Abstract
Disparities of minor Histocompatibility antigens (mHag) have been considered as an important immunogenetic factor influencing immune responses following transplantation despite fully matched HLA of donor and recipient. The aim of our study was to answer whether mHag incompatibility may influence the outcome of allo-HCT. DNA samples from 92 unrelated donor/recipient pairs completely matched in HLA-A*,B*,C*,DRB1*,DQB1* alleles were collected in order to define minor Histocompatibility HA-1, HA-2, HA-3, HA-8, HB-1, ACC-1, ACC-2, HwA-9, HwA-10, UGT2B17, HY genotypes with use of Dynal AllSet kits by PCR-SSP method. Unrelated allo-HCTs were performed in the Department of Hematology and BMT in Katowice, Poland, with use the same standard operating procedure from January 2004 until December 2006. Host versus Graft or Graft versus Host direction of immune responses in donor/recipient pairs was analyzed with use of the minor Histocompatibility Database of Leiden University Medical Center.
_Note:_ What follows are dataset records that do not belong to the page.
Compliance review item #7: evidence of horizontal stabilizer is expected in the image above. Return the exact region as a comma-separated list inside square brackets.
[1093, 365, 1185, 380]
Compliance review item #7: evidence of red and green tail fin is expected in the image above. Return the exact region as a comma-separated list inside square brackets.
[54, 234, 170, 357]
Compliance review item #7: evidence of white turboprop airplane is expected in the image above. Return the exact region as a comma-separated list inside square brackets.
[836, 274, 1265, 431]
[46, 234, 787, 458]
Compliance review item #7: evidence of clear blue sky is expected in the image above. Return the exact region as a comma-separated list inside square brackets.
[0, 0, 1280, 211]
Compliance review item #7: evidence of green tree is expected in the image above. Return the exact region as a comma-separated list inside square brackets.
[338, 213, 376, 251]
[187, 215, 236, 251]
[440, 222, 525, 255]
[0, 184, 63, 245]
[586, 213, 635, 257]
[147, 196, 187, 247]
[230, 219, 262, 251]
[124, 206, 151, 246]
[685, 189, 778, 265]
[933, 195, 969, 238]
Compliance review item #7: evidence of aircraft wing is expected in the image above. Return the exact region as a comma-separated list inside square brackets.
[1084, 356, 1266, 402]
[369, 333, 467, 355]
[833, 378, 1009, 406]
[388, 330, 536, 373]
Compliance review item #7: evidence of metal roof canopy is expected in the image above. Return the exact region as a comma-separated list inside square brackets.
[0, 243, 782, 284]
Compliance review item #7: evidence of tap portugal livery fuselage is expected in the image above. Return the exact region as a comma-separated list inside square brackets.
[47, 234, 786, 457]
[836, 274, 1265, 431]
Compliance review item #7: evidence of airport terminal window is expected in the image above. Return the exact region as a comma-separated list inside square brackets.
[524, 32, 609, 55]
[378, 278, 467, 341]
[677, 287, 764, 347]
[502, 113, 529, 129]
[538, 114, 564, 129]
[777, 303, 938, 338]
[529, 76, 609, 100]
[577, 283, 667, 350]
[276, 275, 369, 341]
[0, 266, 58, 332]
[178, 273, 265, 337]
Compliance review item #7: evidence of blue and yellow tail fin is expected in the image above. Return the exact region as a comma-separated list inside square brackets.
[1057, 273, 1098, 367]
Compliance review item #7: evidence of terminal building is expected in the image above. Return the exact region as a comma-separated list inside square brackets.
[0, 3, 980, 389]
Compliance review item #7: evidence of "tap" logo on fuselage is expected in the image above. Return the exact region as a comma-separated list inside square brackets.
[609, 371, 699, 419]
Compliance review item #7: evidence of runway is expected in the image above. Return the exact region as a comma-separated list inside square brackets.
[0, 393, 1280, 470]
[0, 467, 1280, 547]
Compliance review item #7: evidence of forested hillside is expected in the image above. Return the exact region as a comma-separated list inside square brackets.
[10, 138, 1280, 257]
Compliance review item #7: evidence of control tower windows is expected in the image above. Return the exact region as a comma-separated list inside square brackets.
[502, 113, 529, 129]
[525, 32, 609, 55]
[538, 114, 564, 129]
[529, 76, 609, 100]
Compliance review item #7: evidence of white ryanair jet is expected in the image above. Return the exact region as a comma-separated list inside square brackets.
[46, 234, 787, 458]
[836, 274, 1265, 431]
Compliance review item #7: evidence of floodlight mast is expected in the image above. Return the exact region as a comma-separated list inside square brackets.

We observed the impact of mHAg mismatches upon chronic GVHD, incidence of leukemia relapse and graft failure. Patients transplanted from donors with mHAg’s incompatibility in GVH direction had higher probability of chronic GVHD in comparison to other pairs (54% vs 31%, p=0.07). This impact was most prominent for mismatched mHAgs with broad tissue distribution (62% vs 36%, p=0.04), especially HY (66% vs 38%, p=0.02). Opposite influence of HY mismatches in GVH direction was observed upon the probability of relapse, which was lower in the HY-mismatched than in HY-matched group (6% vs 23%, p=0.046). Two mHAgs with tissue distribution restricted to hematopoietic cells mismatched in HVG direction were associated with higher incidence of graft failure than in matched pairs: HA-1 (38% vs 12%, p=0.09) and HA-2 (50% vs 13%, p=0.09). Minor Histocompatibility typing of completely HLA matched patients helps to identify individuals who are at higher risk of cGVHD, leukemia relapse and graft failure, and thus supports precise matching of donor/recipient pairs for unrelated allo-HCT.
Author notes
Disclosure: No relevant conflicts of interest to declare.